If the newly-appeared target frame appears in a certain entrance area and a casual target exists in an entrance/exit casualty tracking pool of a corresponding adjacent camera or the entrance/exit casualty tracking pool of the corresponding adjacent camera, recovering the target from the casualty tracking pool according to an appearance characteristic matching mode, and if the target does not exist in the casualty tracking pool, establishing a new target by taking the detection frame as a template; and if the target does not exist in the entrance area and the exit area and the casual target exists in the main channel casual tracking pool, recovering the target from the main channel casual tracking pool according to the appearance characteristic matching mode, and if the target does not exist in the main channel casual tracking pool, establishing a new target by taking the detection frame as a template.

When the targets in the extinction tracking pool are recovered, the correlation degree of the appearance characteristics of the new target and all the targets in the extinction tracking pool needs to be calculated, the extinction target with the maximum correlation degree of the recovered appearance characteristics is selected, the detection frame of the new target is used as the template frame of the recovered target, and meanwhile, the number of the continuous abnormal tracking frames is set to be 0.

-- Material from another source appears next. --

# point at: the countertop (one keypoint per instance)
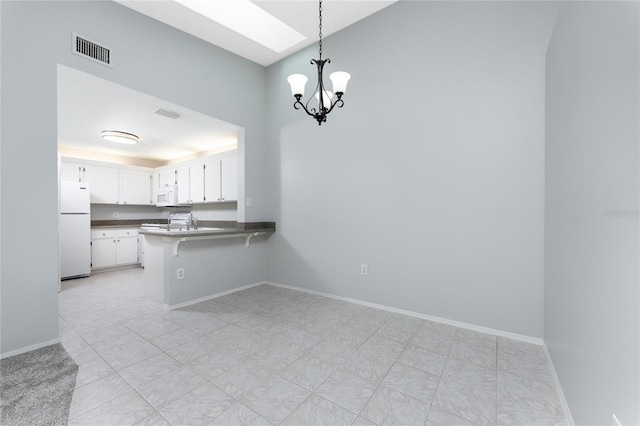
(206, 228)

The tracked target object comprises information such as a template frame, a continuous abnormal tracking frame number, an appearance characteristic, a historical tracking frame, a historical frame sequence number and the like;

and establishing a 3x3 projection transformation matrix between the image coordinate system of each camera and the unified map coordinate system by using a projection mapping technology, wherein the projection transformation matrix is used for transforming the foot point coordinates of the tracking target in the field of view of each camera from each image coordinate system to the unified map so as to visualize the tracking track.